A combination of limited housing supply and high interest rates will be the main factors driving a slowdown in the market, according to the 2023 Fall Housing Market Outlook report by RE/MAX, published Tuesday. Meanwhile, national average residential sale prices across all home types are expected to show no change between now and the end of the year.
Thirty-three per cent of Canadians surveyed by Leger who are interested in buying or selling a home within the next year said they will need to wait and see how the interest rate environment unfolds prior to making a move. Another 55 per cent said interest rates will not be a consideration in their future housing plans.
As for housing inventory, 75 per cent of surveyed brokers saw their number of listings decrease between January and July year-over-year -- some by up to 40 per cent."
“While we wait for governments to implement a tangible national housing strategy to boost Canada’s supply of both affordable and diverse housing, the market is starting to ease in some regions,” Christopher Alexander, president of RE/MAX Canada, said in a news release.
“This is bringing some much-needed relief from the sky-high prices we’ve experienced over the past couple of years.”
The country’s housing shortage is having the largest impact on surveyed millennials (49 per cent) and Gen X homebuyers (55 per cent), who said they changed their housing plans due to lack of affordable inventory.
Nationally, 44 per cent of housing markets in Canada are expected to be sellers’ markets in 2023, while the remainder are forecasted to be a balance of buyers and sellers, the report said.
Some markets are predicted to be outliers in which prices are likely to increase, including the Greater Toronto Area, Calgary and Sudbury, Ont.
In Western Canada and the Prairies, average residential sale prices are set to increase this fall by 0.7 per cent to 4.5 per cent, the report said.
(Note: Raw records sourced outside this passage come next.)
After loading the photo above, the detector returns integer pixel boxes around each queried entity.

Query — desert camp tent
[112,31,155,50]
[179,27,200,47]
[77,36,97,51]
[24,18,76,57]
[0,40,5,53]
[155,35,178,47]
In regions including the Greater Vancouver Area and Kelowna, sales are forecasted to soften by two to three per cent.
Average home prices in Atlantic Canada are expected to decline between one to two per cent in Moncton, and are likely to remain flat in St. John’s, N.L., the report said.
“If the fall market is an early indicator for 2024 activity, we may see a very active first quarter as buyers and sellers take advantage of easing prices into the earlier part of next year,” Alexander said.
An online survey of 1,517 Canadians aged 18+ was completed between July 21 and 23, 2022, using Leger’s online panel. Leger's online panel has approximately 400,000 members nationally and has a retention rate of 90 per cent. A probability sample of the same size would yield a margin of error of +/- 2.5 per cent, 19 times out of 20.